If the DNC Takes the Nomination From Bernie, They Destroy the Party.
And it won’t be the fault of Bernie’s supporters.
As fascinating as the implosion of Mike Bloomberg’s campaign was at the Nevada debate, perhaps one of the most important and revealing moments of the entire two hour event happened at the very end.
When each of the candidates were asked if they believed the candidate who went in to the convention with the most votes and pledged delegates should become the nominee, Bernie Sanders was the only one to say yes. All the others said “Let the process take its course”, meaning allow the “superdelegate” Party elite to intervene on the second ballot and vote as they see fit.
This was a clear message not only to Bernie Sanders, but his base and Party officials as well. With these answers, they all essentially conceded that Bernie will beat them, and they just signaled to the party elites that they aren’t worried about what will happen if the nomination is taken from the candidate with the most votes and delegates. That’s essentially a green light to go ahead and steal it when the time comes, consequences be damned.
What this says to voters is that these candidates are in favor of superdelegates going against the previous norm and subverting the will of the people, rather than allowing Bernie Sanders to officially become the face of the Democratic Party.
In all fairness, while it does indicate the lengths that the party will go to prevent his leadership, what’s being implied by these answers is far bigger than Bernie Sanders.
For a moment, I would like the supporters of the other candidates defending these answers across social media to take a moment, step back, and put themselves in the shoes of a Bernie Sanders supporter.
“Well, if he doesn’t get the majority of votes then most people didn’t vote for him! There’s nothing wrong with this!”
Oh, so the nomination should go to someone who even less people voted for?!
Imagine, if you will, a scenario in which your candidate secures the plurality of delegates and 40 percent of the vote.
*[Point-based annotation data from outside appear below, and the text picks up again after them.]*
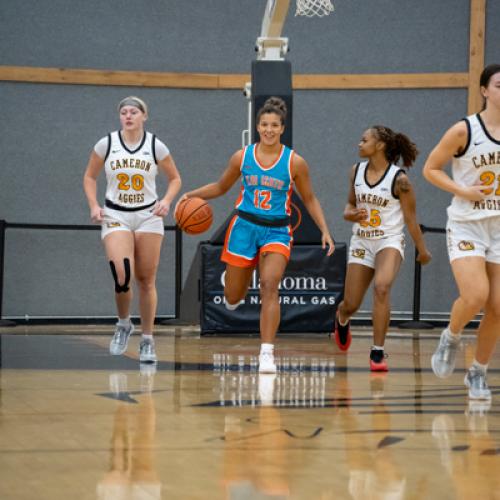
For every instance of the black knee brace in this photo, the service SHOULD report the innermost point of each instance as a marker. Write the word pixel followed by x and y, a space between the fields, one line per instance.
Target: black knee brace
pixel 121 288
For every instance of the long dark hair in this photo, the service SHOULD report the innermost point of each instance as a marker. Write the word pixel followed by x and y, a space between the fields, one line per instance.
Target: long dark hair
pixel 397 145
pixel 273 105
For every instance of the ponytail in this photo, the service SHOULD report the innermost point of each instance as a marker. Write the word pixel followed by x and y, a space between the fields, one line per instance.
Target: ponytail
pixel 397 146
pixel 274 105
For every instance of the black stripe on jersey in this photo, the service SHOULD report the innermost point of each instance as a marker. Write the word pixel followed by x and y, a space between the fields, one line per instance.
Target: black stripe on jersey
pixel 153 144
pixel 486 130
pixel 469 134
pixel 109 147
pixel 393 186
pixel 138 147
pixel 381 178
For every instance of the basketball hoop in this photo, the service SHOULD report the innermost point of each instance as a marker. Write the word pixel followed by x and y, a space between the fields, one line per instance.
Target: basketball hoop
pixel 312 8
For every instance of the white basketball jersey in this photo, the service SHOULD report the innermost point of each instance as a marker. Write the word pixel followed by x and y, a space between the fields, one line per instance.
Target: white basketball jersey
pixel 385 217
pixel 479 163
pixel 131 174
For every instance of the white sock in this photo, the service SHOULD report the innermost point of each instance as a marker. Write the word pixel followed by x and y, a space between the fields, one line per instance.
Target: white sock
pixel 267 348
pixel 476 365
pixel 124 321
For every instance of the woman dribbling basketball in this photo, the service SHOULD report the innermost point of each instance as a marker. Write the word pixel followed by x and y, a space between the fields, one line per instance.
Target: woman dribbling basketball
pixel 260 232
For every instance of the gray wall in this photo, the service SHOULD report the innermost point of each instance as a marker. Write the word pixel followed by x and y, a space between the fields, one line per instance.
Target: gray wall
pixel 48 130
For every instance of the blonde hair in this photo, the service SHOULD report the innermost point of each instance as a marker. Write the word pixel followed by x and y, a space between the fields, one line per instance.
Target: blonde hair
pixel 133 101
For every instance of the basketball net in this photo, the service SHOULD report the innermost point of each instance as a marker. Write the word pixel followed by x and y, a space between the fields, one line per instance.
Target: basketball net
pixel 312 8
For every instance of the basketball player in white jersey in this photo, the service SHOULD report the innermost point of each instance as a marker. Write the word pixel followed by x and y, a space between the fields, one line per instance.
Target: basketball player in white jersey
pixel 381 201
pixel 132 217
pixel 473 231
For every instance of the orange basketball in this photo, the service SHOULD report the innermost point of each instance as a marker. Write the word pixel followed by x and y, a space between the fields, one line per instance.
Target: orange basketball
pixel 194 215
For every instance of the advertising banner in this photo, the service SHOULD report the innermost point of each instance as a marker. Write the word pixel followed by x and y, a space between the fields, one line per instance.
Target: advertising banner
pixel 310 290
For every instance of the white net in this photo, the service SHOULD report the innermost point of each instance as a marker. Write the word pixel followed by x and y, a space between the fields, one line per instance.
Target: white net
pixel 311 8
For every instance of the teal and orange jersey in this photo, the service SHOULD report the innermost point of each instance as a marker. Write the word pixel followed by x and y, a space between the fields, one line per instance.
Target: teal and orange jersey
pixel 266 191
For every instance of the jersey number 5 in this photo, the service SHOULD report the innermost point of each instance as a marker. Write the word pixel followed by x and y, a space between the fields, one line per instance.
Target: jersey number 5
pixel 488 178
pixel 261 199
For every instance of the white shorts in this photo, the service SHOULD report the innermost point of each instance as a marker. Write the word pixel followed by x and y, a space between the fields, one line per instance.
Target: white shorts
pixel 479 238
pixel 363 250
pixel 142 221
Bernie got 32 percent. How would you feel then, if at the convention a room full of party officials took the nomination away from your candidate, and handed it to Bernie?
Given that the divide in the Democratic Party is nearing its breaking point, a brokered convention that wouldn’t hand the nomination to the candidate with the most votes and pledged delegates would be the final nail in the coffin.
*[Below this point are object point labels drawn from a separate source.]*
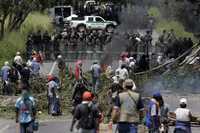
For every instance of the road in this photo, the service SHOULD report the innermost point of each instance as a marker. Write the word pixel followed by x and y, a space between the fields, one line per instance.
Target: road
pixel 54 127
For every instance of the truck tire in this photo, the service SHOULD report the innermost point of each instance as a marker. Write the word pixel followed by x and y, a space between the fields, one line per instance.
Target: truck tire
pixel 110 28
pixel 81 27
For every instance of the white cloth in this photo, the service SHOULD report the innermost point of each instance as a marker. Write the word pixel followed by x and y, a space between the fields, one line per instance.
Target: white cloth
pixel 123 74
pixel 182 114
pixel 154 109
pixel 18 60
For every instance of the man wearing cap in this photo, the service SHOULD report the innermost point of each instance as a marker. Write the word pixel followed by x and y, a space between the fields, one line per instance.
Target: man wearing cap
pixel 96 74
pixel 4 76
pixel 87 115
pixel 18 59
pixel 62 69
pixel 25 111
pixel 183 117
pixel 129 108
pixel 35 67
pixel 152 119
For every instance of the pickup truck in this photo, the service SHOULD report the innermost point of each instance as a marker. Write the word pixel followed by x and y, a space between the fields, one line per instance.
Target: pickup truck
pixel 92 22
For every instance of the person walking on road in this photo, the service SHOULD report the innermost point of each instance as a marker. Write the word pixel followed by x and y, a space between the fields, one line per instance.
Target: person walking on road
pixel 96 74
pixel 128 109
pixel 5 77
pixel 153 115
pixel 25 111
pixel 62 69
pixel 87 115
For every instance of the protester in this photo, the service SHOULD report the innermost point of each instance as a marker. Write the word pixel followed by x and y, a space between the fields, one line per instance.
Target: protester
pixel 96 74
pixel 128 108
pixel 87 115
pixel 35 68
pixel 183 118
pixel 78 70
pixel 25 74
pixel 62 69
pixel 25 111
pixel 153 121
pixel 18 59
pixel 5 77
pixel 123 73
pixel 52 95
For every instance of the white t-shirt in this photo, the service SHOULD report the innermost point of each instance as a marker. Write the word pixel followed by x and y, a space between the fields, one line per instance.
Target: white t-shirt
pixel 123 74
pixel 154 110
pixel 18 60
pixel 182 114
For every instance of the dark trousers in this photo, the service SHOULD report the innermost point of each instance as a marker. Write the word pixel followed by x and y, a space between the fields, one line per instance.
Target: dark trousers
pixel 26 127
pixel 126 128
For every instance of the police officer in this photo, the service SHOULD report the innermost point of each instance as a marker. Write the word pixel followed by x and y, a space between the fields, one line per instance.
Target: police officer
pixel 129 108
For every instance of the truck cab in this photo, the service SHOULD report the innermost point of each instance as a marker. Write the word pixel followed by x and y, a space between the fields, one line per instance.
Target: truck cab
pixel 93 22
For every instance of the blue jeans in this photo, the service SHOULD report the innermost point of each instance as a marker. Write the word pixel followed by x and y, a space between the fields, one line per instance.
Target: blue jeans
pixel 126 128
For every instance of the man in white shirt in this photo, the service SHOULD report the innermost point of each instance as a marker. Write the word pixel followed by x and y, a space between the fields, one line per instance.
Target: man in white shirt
pixel 183 117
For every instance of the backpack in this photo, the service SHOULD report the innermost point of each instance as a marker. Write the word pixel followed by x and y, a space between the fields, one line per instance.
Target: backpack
pixel 88 122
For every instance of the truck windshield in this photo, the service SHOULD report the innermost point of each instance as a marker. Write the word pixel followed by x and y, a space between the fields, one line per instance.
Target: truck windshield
pixel 98 19
pixel 90 19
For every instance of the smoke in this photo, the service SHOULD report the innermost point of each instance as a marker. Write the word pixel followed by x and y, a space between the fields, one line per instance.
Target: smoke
pixel 181 81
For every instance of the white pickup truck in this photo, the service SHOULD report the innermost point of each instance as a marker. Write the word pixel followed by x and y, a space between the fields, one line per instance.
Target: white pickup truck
pixel 92 22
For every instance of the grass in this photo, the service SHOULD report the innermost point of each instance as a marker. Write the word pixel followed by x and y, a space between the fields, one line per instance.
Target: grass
pixel 172 24
pixel 163 23
pixel 15 41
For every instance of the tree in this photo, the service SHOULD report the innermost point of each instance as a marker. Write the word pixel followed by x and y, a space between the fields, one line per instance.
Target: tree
pixel 14 12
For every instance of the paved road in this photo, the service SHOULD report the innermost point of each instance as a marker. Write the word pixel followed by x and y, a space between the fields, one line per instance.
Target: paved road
pixel 53 127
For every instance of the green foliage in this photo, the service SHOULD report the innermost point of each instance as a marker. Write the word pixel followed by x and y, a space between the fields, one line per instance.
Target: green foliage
pixel 15 41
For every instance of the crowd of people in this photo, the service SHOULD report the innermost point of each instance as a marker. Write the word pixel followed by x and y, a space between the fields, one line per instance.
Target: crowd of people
pixel 17 72
pixel 68 39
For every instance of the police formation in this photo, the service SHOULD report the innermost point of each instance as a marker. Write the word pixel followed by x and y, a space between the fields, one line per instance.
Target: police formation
pixel 127 108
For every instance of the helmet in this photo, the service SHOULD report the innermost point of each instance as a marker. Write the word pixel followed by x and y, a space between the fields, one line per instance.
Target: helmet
pixel 50 77
pixel 157 94
pixel 6 63
pixel 87 96
pixel 183 101
pixel 59 56
pixel 18 53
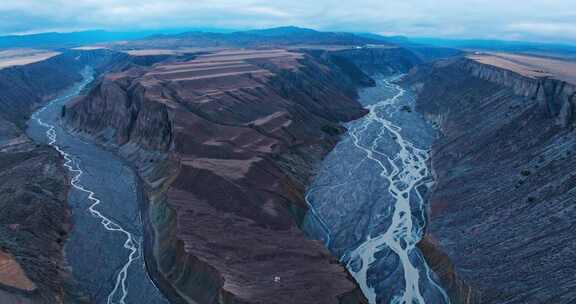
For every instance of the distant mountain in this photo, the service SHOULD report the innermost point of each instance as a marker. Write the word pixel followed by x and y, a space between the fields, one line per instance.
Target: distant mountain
pixel 74 39
pixel 279 36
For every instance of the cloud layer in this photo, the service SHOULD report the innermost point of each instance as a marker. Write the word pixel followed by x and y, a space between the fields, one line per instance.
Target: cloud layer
pixel 538 20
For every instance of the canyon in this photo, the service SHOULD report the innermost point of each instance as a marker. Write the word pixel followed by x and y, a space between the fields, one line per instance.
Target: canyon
pixel 502 205
pixel 255 168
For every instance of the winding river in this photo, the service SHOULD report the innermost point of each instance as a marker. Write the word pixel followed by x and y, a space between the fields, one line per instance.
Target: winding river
pixel 367 200
pixel 105 246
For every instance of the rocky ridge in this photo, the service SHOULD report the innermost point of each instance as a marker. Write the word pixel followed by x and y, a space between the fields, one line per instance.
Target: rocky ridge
pixel 502 208
pixel 226 144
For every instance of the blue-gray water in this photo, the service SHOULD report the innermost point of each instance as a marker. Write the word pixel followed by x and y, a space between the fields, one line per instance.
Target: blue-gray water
pixel 367 200
pixel 104 249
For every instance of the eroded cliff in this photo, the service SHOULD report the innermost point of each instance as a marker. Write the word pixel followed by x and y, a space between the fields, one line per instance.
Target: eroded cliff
pixel 35 221
pixel 226 144
pixel 503 205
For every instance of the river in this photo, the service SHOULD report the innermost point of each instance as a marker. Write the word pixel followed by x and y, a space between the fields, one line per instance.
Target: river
pixel 367 201
pixel 105 247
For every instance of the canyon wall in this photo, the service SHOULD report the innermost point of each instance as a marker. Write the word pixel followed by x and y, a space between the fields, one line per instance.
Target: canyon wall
pixel 225 145
pixel 381 60
pixel 502 208
pixel 35 221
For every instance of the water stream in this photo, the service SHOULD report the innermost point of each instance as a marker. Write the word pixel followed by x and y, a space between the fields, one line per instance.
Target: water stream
pixel 367 201
pixel 105 246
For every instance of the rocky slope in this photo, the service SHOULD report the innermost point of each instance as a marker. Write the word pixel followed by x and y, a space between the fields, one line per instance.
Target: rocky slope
pixel 384 60
pixel 226 144
pixel 35 219
pixel 503 206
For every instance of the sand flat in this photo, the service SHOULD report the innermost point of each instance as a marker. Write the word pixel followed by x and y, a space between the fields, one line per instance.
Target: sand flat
pixel 530 66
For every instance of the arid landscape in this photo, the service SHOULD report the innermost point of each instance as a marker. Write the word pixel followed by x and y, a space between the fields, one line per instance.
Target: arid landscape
pixel 375 159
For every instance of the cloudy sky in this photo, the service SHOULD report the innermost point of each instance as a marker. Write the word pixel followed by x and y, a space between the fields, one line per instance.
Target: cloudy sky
pixel 534 20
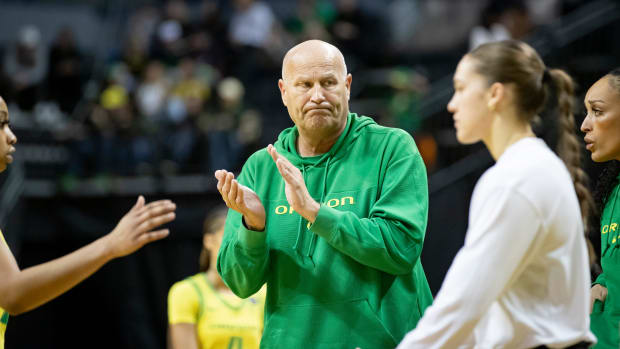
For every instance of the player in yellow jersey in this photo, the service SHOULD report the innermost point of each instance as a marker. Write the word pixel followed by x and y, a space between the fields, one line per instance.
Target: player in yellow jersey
pixel 204 313
pixel 23 290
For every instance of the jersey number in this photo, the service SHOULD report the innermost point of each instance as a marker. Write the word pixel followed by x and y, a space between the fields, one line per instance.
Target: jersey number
pixel 235 343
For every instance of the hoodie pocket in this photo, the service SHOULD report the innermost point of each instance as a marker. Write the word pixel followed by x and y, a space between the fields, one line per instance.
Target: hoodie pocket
pixel 346 324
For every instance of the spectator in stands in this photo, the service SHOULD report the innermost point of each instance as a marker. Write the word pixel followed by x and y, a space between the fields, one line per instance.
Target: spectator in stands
pixel 25 64
pixel 64 82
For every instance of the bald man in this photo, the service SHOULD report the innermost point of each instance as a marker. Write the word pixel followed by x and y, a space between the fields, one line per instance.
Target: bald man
pixel 332 217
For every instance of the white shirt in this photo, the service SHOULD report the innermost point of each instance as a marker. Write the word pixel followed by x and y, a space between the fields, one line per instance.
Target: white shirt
pixel 522 278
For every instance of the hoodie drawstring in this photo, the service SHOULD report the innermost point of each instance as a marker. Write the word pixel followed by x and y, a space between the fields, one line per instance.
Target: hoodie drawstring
pixel 300 225
pixel 312 245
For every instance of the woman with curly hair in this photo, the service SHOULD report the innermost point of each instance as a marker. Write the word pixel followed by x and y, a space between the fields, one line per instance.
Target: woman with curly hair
pixel 602 130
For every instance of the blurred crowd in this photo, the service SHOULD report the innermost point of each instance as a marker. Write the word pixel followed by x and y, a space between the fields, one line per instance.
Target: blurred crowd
pixel 191 85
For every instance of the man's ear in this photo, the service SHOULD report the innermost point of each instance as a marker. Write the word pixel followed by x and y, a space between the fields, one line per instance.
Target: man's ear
pixel 496 95
pixel 282 91
pixel 348 81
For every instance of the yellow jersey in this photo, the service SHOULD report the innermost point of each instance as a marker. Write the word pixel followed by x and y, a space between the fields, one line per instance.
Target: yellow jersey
pixel 4 316
pixel 222 320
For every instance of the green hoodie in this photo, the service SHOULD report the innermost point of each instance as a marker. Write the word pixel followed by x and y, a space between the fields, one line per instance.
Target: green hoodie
pixel 354 277
pixel 605 317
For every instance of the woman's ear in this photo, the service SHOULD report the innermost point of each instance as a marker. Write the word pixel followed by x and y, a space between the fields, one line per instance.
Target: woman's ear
pixel 496 95
pixel 207 241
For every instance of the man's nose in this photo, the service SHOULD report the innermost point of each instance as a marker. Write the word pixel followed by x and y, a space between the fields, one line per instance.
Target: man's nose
pixel 317 94
pixel 12 139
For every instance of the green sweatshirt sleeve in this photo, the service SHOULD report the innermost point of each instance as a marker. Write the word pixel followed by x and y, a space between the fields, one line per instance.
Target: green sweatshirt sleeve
pixel 391 238
pixel 601 280
pixel 244 254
At the end of the day, you cannot have it both ways.
Democrats cannot spend years complaining about the fact that the electoral college is the only reason Hillary Clinton isn’t president and that she won the popular vote, then turn around and justify this nomination being taken from the man who is the frontrunner by literally every metric. You don’t get to complain about 2016 and then justify potentially taking the nomination away from the candidate with a double digit lead in national polling.
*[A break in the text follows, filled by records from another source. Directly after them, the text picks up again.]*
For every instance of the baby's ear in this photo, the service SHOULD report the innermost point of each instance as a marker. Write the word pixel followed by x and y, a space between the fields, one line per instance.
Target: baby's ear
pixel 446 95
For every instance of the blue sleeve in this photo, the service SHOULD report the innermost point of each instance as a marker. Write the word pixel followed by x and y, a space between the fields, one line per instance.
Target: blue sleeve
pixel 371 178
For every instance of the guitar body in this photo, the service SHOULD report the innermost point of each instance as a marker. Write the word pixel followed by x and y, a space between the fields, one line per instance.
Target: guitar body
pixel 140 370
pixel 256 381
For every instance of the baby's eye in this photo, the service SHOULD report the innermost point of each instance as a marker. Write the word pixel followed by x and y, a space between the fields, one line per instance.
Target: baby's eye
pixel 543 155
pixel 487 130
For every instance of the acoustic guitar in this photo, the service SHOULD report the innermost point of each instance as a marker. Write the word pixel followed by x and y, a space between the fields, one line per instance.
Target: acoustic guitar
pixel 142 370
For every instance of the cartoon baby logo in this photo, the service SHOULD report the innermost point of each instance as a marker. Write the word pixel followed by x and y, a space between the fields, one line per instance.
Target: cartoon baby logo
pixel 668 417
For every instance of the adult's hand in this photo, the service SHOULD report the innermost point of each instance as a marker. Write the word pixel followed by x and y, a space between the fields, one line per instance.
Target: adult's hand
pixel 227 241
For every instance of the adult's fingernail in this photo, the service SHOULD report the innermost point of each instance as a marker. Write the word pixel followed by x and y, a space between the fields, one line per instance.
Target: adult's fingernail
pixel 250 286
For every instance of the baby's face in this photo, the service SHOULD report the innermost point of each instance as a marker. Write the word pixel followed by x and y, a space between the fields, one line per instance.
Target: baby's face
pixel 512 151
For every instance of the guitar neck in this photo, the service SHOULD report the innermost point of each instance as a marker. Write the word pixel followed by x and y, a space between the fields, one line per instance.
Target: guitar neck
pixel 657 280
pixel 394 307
With this sort of scenario being discussed and looking less and less remote as we continue along the primary process, I think it’s absolutely fair to say that at this point “Bernie or bust” is as much an offer as it is a supposed threat. We are trying very hard to exist as a movement within the confines of the Democratic Party that continues to despise us, and as a result Democrats have an opportunity to embrace the coalition that they have spent decades arguing is essential to victory and the unprecedented grass roots organizing that comes along with it. If you don’t, you inevitably destroy the party when you sabotgage everything this movement has built. That’s genuinely not meant to be a threat, it is just reality. When you turn your backs on the millions of people who were inspired by Bernie Sanders and got engaged in electoral process as a result, you do not get to blame them for the politically dire consequences that stem from that. You can rally around the candidate like you’ve demanded Bernie’s supporters do for years now, or watch as Democrats lose election after election after actively disenfranchising millions of people.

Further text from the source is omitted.